In the operating room, and clinic, I like to use the Socratic method to teach. First, I warn them of my technique, and acknowledge I don’t expect them to know the answers to everything; it’s okay to not have an answer – but they must think. In this way, I can assess their current knowledge base, and adjust my questions to what will benefit them. I also have them write me diagrams and flow charts as they think through anatomy and differential diagnoses – the marking pens and sterile sheets make great writing apparatus.

In the clinic, or when not scrubbed in the operating room, I'll even tell them; it's okay to use your phone and resources to answer my questions- but take 5-10 minutes, figure out the answer, and then teach me. A little secret: if I ask a question for which I don't know the answer (or if a student asks me a question I can’t answer); I ask them to look it up and either tell me the next day or send me an email with the answer.
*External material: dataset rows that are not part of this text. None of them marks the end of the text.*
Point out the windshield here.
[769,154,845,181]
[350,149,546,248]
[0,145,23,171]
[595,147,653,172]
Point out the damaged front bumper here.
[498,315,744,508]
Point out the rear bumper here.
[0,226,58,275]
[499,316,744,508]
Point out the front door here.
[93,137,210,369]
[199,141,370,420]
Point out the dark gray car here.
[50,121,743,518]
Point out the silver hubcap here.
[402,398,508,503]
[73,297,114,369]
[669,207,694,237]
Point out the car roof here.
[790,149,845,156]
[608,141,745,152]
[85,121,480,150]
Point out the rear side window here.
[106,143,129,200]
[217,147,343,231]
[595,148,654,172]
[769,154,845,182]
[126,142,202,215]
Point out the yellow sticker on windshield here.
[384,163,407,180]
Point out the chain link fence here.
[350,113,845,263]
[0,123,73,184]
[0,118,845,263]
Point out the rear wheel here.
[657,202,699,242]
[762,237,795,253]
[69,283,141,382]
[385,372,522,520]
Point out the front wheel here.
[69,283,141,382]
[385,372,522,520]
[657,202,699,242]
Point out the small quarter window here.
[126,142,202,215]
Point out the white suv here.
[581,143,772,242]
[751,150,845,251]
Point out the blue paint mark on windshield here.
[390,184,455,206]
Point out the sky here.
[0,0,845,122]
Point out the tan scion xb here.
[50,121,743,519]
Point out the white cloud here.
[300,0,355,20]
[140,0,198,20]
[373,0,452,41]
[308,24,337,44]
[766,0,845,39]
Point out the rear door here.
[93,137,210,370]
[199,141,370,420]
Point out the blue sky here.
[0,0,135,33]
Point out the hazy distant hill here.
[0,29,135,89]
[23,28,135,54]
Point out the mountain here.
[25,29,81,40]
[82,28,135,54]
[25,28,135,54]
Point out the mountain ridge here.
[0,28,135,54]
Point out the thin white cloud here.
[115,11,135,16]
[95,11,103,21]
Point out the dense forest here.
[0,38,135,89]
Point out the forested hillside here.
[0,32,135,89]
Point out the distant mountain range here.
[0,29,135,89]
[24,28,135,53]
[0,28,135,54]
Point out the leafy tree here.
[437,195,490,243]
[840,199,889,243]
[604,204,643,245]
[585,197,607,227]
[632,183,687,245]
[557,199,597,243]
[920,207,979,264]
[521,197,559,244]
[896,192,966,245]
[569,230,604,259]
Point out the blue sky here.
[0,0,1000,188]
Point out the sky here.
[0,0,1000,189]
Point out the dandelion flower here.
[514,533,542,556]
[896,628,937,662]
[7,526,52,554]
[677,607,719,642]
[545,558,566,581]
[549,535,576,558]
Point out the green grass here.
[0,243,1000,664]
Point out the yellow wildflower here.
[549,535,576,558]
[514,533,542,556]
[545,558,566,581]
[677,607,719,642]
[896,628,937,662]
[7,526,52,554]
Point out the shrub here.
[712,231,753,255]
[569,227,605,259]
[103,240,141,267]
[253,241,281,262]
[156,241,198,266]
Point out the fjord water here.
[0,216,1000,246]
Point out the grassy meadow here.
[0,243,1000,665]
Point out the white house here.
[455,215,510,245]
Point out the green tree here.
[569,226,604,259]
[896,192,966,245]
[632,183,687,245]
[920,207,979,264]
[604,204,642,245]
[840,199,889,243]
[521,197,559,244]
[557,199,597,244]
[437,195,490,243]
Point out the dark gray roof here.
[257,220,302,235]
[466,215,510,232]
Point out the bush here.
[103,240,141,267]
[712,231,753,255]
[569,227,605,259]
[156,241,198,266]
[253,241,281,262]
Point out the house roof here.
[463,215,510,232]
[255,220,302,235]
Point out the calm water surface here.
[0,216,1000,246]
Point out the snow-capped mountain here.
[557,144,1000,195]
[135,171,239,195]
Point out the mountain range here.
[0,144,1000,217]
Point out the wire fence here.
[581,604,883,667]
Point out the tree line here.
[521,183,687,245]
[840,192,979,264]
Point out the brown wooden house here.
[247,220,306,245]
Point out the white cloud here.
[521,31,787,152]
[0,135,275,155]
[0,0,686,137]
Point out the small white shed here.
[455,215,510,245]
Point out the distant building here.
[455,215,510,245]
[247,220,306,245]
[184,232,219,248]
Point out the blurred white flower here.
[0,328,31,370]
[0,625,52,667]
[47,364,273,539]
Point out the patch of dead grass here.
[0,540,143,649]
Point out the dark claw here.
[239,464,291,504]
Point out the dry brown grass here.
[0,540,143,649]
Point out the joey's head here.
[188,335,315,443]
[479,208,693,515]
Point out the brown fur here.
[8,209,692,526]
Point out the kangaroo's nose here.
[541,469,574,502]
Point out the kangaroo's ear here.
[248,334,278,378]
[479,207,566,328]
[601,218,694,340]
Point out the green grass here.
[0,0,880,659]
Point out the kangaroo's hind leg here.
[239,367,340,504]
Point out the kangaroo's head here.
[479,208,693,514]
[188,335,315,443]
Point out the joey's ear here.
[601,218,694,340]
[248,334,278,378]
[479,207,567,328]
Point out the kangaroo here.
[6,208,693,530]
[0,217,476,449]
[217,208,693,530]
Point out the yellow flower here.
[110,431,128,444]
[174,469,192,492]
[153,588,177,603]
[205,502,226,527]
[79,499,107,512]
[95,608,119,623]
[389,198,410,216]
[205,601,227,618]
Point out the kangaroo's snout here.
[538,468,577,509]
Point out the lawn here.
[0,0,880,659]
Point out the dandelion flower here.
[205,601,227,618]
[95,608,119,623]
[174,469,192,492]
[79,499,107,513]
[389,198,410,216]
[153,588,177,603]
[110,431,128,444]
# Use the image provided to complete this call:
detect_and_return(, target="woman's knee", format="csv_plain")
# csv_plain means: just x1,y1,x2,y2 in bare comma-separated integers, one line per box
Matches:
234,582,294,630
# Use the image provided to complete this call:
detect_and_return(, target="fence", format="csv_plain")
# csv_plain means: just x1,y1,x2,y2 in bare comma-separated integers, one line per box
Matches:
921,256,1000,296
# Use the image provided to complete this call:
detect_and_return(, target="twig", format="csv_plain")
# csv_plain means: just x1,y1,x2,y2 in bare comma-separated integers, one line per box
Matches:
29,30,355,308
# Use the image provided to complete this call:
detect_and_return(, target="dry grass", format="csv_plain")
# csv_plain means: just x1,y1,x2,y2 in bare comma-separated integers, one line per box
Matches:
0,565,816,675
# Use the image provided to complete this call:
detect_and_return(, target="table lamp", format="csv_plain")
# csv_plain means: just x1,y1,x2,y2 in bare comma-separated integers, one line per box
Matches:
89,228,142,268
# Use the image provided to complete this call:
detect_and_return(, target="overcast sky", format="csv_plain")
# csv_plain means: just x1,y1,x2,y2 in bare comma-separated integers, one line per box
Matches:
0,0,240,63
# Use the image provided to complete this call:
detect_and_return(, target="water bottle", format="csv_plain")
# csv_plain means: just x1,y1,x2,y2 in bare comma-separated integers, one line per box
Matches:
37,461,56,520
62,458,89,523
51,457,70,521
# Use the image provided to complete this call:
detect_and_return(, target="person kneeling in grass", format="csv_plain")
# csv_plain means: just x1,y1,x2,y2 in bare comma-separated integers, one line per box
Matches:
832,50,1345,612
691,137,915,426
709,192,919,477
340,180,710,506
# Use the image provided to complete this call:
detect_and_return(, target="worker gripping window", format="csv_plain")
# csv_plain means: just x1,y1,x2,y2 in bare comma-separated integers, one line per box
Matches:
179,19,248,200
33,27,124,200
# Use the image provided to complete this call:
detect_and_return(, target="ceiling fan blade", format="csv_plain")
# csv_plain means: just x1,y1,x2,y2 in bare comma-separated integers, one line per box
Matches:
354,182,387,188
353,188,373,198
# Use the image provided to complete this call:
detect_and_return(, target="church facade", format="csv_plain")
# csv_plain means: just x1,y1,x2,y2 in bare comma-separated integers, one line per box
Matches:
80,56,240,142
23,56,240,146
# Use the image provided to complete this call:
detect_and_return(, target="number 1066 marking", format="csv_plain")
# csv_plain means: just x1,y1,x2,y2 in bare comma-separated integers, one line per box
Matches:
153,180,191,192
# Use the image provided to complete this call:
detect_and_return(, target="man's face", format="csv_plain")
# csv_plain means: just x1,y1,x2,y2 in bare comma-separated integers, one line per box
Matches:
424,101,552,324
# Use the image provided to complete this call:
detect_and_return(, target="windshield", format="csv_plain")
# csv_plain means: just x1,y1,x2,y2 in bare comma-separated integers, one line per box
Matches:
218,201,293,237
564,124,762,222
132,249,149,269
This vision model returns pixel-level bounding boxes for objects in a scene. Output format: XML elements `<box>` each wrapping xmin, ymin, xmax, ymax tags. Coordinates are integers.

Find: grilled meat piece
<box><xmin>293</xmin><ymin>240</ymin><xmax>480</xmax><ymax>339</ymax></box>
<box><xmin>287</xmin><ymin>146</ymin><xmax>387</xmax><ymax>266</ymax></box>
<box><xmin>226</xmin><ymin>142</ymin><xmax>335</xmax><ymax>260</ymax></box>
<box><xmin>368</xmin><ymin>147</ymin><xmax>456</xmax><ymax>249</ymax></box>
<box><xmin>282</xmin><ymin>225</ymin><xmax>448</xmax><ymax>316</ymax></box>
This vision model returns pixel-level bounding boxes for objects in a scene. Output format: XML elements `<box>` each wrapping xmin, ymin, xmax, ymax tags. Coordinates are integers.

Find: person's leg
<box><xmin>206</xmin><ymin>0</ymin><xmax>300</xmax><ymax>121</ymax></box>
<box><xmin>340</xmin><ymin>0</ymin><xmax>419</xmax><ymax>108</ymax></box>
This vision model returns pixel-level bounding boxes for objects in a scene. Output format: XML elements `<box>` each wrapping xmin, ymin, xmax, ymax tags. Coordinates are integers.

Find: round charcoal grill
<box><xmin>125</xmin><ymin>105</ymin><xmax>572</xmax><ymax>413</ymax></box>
Success beyond a surgery rotation

Kelly Olino: Each student who comes in is trying to figure out how they belong and have to do this every single month. I think having a one-on-one meeting to begin each rotation and explaining the value of the opportunity they are being given and how valuable the time is to be dedicated to learning is key. We also discuss strategies for success beyond a surgery rotation- pursuing a love of knowledge, pushing for continuous improvement, and understanding that caring is the key to be a great doctor.

Create a shared vision

David Stitelman: Before cases, I like to discuss steps and anatomy with the resident and medical student. This helps us have a shared vision of what happens during cases. In terms of engagement, I also like to ask about undergraduate major, future plans and mentorship. In the Yale system, having a mentor is a big deal and making sure there is a faculty member watching out for the student is vital.